Source: https://cmlawfirm.com/supreme-court-rules-out-of-possession-landlords-not-liable-for-tenants-pet-attack/
Timestamp: 2020-07-10 15:41:32
Document Index: 775413106

Matched Legal Cases: ['§ 51', '§ 44', '§ 51', '§ 44', '§ 44', '§ 44', '§ 44']

Supreme Court Rules Out-of-Possession Landlords Not Liable for Tenant’s Pet Attack - by Timothy Mitchell - cmlawfirm
Supreme Court Rules Out-of-Possession Landlords Not Liable for Tenant’s Pet Attack – by Timothy Mitchell
In a recently decided opinion, Tyner v Matta-Troncoso, No. S18G0364, 2019 WL 1104684, (Ga. Mar. 11, 2019), the Supreme Court of Georgia held that an out-of-possession landlord could not be held liable for bodily injuries inflicted by a tenant’s pet under either O.C.G.A. § 51-2-7 or O.C.G.A. § 44-7-14. In Tyner, a tenant’s dog injured a pedestrian when it escaped the landlord’s property through a broken gate latch that the landlord had previously failed to repair and knew was broken.

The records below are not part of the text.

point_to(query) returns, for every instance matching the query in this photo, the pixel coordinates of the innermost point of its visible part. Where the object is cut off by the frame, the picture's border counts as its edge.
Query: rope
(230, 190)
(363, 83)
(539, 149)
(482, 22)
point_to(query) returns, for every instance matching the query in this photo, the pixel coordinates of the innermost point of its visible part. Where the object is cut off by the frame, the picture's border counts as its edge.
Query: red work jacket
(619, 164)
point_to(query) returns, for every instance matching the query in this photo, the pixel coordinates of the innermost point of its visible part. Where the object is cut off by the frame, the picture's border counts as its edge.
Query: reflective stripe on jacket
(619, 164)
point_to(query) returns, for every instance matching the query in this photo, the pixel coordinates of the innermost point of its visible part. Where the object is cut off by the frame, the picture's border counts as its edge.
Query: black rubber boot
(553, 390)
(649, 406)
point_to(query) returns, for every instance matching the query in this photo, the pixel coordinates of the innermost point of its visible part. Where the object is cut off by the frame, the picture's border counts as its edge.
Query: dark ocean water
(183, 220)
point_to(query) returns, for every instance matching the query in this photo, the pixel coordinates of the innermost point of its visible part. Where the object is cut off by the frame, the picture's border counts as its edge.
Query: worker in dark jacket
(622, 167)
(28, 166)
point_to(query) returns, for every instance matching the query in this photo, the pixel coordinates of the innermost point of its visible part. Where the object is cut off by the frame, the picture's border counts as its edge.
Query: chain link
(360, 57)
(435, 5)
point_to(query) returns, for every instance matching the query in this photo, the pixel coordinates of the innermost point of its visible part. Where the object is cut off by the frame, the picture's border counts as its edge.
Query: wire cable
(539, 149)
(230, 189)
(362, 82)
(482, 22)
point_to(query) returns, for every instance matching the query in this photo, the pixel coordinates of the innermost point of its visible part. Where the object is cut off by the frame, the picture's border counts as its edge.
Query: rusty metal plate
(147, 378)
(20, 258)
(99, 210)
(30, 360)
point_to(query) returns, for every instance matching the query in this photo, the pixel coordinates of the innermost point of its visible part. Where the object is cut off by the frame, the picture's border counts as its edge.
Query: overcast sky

In regards to O.C.G.A. § 51-2-7, the Georgia statute concerning liability for injuries caused by vicious animals, the Court, reversing the Georgia Court of Appeals, held that a landowner is not a “person who owns of keeps” a dangerous animal under the statute, and that a landlord could therefore not be liable under this statute as a matter of law.
The Court’s ruling is more nuanced regarding O.C.G.A. § 44-7-14, the Georgia statute concerning the liability of landlord for negligence for failure to repair. Specifically, the Court held that, as O.C.G.A. § 44-7-14 is based on a claim of negligence, a plaintiff must show the elements of negligence to recover: duty, a breach of that duty, causation and damages. The Court found that the landlord in Tyner had a duty that it breached (the failure to repair the gate latch), but that the plaintiff’s claims lacked the proximate cause element due to the lack of any foreseeability on the part of the landlord that the dog attack would occur. The Court pointed to a complete lack of any evidence that the landlord knew of the dangerous propensities of the dog, which established a lack of reasonable foreseeability and therefore precluded a claim under O.C.G.A. § 44-7-14 as a matter of law. Based on these findings, the Court reversed the Georgia Court of Appeals and granted summary judgment to the landlord.
However, the language of the opinion in Tyner left open the potential for out-of-possession landlord liability for tenant animal attacks under O.C.G.A. § 44-7-14 in instances in which the landlord breached some duty to repair and knew of the dangerous propensity of the animal.